Её голос звучал тихо, от близких губ шло горячее дыхание.
– Где?
– А воон там, у ковшика, самая яркая.
– Это Полярная звезда.
– Полярная?
– Да.
Помолчав, она продолжала:
– Полярная… это, значит, чьего-то поля, так?
Антон улыбнулся:
– Ну, как тебе сказать. Если небо – это поле, то это – главная его звезда.
Она вздохнула.
– Да…
– Что?
– Как у Господа всё на местах-то…
Антон обнял её, прижался губами к щеке и вдруг почувствовал солоноватый привкус слёз.
– Что с тобой, Танюша?
– Да ничего… – улыбнулась она, неловко обнимая его за шею и притягивая к себе, – это я так… от радости…
И добавила горячим шепотом:
– Люблю я тебя, соколик мой, больше жизни…
Антон взял её лицо в свои ладони и стал покрывать поцелуями.
– Таня. Милая, добрая Таня…
Он тряхнул головой, словно пытаясь вместе с хмелем стряхнуть эти живые, мучительно родные картины юности.
Тогда, лёжа в душистом сене, они не знали, что случится через неделю. Два юных влюблённых существа. Судьба безжалостно разъединила их, убив Татьяну молнией…
Хоронили её всей деревней.
В переполненной сельской церкви пахло ладаном, свечами и деревенской толпой. Низенький седобородый отец Никодим неспешно помахивал кадилом, и звук брякающей цепочки странно переплетался с пением немногочисленного хора…
Антон стоял за родственниками погибшей, неотрывно глядя в родное лицо, пугающее отрешённым спокойствием. Она лежала в просторном гробу, обтянутом чёрным коленкором, в синем некрасивом платье, с белым расписным венчиком на лбу. Четыре тоненькие свечки горели на углах гроба, хор пел «Вечную память»…
Левая рука её была зеленовато-синей. Молния ударила в плечо…
Антон бросил пустую бутылку в кусты, убрал бокал, крест и письмо в шкатулку и, подхватив её, нетвердым шагом двинулся к поваленному забору.
«Как странно, Господи, – думал он, – вместе с этой девушкой погибла моя юность.

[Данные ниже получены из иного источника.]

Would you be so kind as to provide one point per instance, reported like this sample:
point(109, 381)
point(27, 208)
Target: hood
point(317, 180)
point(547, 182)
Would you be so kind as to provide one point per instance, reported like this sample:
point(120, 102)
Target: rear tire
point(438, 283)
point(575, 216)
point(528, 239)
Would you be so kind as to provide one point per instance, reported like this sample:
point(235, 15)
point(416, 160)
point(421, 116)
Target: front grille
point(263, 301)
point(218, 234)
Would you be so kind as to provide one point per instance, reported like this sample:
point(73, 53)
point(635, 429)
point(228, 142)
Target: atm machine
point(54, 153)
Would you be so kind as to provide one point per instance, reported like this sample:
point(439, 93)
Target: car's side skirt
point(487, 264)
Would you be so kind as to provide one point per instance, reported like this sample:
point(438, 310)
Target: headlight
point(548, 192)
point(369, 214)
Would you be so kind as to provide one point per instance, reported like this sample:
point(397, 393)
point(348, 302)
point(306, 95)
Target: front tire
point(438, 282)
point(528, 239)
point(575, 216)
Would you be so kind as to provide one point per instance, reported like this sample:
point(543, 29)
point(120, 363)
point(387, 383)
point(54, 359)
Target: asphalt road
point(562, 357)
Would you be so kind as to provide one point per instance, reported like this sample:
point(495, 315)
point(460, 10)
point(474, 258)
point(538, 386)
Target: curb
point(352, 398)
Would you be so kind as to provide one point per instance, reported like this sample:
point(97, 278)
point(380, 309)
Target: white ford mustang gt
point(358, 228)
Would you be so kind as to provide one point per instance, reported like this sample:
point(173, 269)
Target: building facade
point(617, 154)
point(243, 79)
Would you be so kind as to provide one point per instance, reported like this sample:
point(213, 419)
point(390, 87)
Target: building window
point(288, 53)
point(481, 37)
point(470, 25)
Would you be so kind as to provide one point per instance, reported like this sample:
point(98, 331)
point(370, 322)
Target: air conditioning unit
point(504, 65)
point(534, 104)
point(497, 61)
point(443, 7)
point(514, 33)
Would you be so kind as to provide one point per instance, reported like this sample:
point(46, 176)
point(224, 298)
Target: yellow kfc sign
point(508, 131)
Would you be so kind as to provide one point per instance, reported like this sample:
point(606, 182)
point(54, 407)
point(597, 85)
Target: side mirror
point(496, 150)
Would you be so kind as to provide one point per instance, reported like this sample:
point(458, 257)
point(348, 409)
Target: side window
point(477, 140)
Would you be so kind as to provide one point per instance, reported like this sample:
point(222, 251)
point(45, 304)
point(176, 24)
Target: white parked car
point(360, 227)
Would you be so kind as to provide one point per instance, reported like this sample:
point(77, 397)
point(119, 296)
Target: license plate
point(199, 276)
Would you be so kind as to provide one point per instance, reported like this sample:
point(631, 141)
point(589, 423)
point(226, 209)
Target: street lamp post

Она кончилась тут же, кончился этот лесной рай, оборвалась золотая нитка. Но почему? Почему так безжалостна судьба? Почему только развалины встречают нас, когда мы возвращаемся в прошлое? Почему только слёзы, холодные слёзы текут по щекам, застилая глаза? Почему только горечь и боль пробуждаются в сердце?» Он шагнул через забор, прошёл под липами.
Было уже темно.
Серые облака заволакивали небо.
«Вон липы, а вон рядом – сосна. А там что? Что это? Неужели те самые рябиновые кустики разрослись в такое дерево? Боже мой, как всё изменилось… а где же дуб? Его нет…»
Он подошёл к тому месту, где стоял могучий толстый дуб.
Вместе дерева из земли торчал низенький пень.
«Всё, что осталось от тебя, милый мой дуб…»
Губы Антона дрожали, слёзы текли по щекам.
Он двинулся дальше, сквозь кусты, валежник, меж тёмных, обдающих сыростью деревьев. Вскоре они расступились, и он оказался на берегу пруда.
Здравствуй, пруд. Ты всё такой же – большой, просторный. Только ивняк стал гуще да берега круче. А там, на том берегу… Боже мой… Антон замер. Там в темноте вырисовывался контур их церкви – мёртвой, полуразрушенной, несущей над мешаниной леса почерневший купол. Он смотрел на неё, не веря своим глазам.
«Боже, как страшно и безжалостно время. Что может устоять перед ним? Ничего! Всё прах, суета сует, как писал Екклезиаст. Всё канет в прошлое. Любовь, светлые надежды, радость только что открытого мира, грёзы юности…»
Церковь. Сколько радостного, родного и таинственного было связано с ней, с её колокольней, притвором, кладбищем и колодцем. Там среди пёстрой, по-пасхальному нарядной деревенской толпы Антон первый раз в своей жизни совершил крестное знамение и замер с поднятой рукой, потрясённый новому, чудесному пробуждению души. Словно кто-то большой, мягкой и удивительно доброй рукой приотворил доселе закрытую дверь, впустив поток ярких лучей, осветивших Антона светом Истины и Благодати… Церковь. Его церковь. Тогда она была нарядной, с золотым куполом, белая, тонущая в цветущих яблонях… Белая лебёдушка…
Антон вытер слёзы, вздохнул и поднёс к глазам шкатулку.
«Вот. Она рассказала мне о прошлом. Рассказала, что я – русский, что я – сын России. Милая моя… ты пролежала в земле двадцать лет, чтобы молча поведать мне про меня. Спасибо тебе».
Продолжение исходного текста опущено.